Consumer electronics giant Sony can surely afford to hire the sharpest brains around. How, then, do we explain the sheer Jeffdamned awfulness of its new online marketing campaign?
Aimed at reinforcing Sony as a leader in quality and spurring consumer demand for holiday shopping, Sony Electronics today launched its new integrated marketing campaign, it says here.
Exactly who sat in a meeting room at Sony Central and thought this was a good idea, let alone why they still have a job, remains a mystery. The campaign breaks with two 30-second commercials, Ping Pong (two versions) airing nationwide, along with a new campaign web site.
While Sony says the campaign theme centers on Sony quality as a key point of differentiation that informs the decision-making process at retail, and ultimately leads consumers to purchase a Sony product, we say it just looks like a bunch of people we've never heard of sitting at a table.
"Consumers have questions when buying electronics - that's why we put together a panel of experts," said Stuart Redsun, senior vice president, marketing at Sony, who must surely be looking for a new job, as should be Sony's advertising agency 180 Los Angeles.
Sony's panel of 'celebrity' 'experts' assist consumers in choosing Sony products by pointing out how the brand differs from its competitors. Humor is consistently used to demystify electronics and connect with viewers, we are reliably informed.
The panel of computer experts includes Indianapolis Colts quarterback and Super Bowl MVP Peyton Manning and Grammy and Emmy -award winning Jive/Sony Music artist Justin Timberlake. Rounding out the list are: ESPN reporter, Erin Andrews; fashion photographer and "America's Next Top Model" judge, Nigel Barker; author and comedienne, Amy Sedaris; columnist and Web celebrity, Julia Allison; and award-winning cinematographer, Dion Beebe.
In one of the hilarious Ping Pong spots, Peyton and Justin play ping pong, bantering back and forth while speaking Chinese, while expert Erin Andrews espouses the benefits of a Sony Bravia TV.

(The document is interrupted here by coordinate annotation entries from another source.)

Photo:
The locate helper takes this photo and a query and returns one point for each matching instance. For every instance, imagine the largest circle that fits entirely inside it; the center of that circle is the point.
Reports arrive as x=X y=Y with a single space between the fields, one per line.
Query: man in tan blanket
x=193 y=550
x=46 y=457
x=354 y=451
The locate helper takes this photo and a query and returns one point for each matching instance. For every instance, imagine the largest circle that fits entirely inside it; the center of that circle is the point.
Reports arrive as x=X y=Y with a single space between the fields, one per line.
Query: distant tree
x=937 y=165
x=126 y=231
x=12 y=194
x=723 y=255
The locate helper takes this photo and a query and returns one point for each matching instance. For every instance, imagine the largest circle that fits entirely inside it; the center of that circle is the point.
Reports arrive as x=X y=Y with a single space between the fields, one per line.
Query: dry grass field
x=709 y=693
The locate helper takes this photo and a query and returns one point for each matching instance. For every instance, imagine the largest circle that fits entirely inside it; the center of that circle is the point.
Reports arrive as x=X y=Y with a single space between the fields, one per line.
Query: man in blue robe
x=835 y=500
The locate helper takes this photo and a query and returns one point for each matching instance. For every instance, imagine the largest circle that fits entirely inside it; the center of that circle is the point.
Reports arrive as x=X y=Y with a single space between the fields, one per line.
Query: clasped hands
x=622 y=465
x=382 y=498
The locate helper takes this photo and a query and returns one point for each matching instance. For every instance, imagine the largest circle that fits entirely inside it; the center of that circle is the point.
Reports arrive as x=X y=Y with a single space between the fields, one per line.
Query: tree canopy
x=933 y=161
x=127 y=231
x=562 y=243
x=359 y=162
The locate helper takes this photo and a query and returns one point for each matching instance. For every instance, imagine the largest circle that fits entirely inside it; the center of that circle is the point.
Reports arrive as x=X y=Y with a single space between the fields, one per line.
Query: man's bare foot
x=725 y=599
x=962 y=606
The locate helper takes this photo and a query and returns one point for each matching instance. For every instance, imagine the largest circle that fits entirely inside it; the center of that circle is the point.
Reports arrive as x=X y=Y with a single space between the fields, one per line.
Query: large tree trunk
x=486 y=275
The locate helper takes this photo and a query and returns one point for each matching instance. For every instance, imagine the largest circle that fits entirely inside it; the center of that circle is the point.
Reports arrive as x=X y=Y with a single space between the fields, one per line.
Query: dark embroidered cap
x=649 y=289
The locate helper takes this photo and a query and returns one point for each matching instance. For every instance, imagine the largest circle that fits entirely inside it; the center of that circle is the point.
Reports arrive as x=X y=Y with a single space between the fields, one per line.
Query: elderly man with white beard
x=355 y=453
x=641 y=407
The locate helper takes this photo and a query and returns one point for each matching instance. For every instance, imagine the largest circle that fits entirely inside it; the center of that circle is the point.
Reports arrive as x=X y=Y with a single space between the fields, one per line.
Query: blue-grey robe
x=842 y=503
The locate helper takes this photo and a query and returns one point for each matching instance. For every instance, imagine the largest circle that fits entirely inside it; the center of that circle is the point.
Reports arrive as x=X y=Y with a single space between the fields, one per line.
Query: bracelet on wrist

"The campaign tells a simple truth," said William Gelner, presumably soon-to-be-ex executive creative director for 180 Los Angeles. "Behind all Sony electronics is a rich history of sports and entertainment. So we had two of the biggest icons from those two worlds, Peyton Manning and Justin Timberlake, tell that story."
The only simple truth self-evident from where we're sitting is that 180 Los Angeles has no qualms in billing Sony for delivering an embarrassment of riches, err, sorry, delete 'of riches'.
But please don't just take our word for it. Point your browsers over here and experience the sheer, toe-curling awfulness of it all.
It is - and this takes some doing - even worse than the Microsoft Bill Gates and Jerry Seinfeld ads.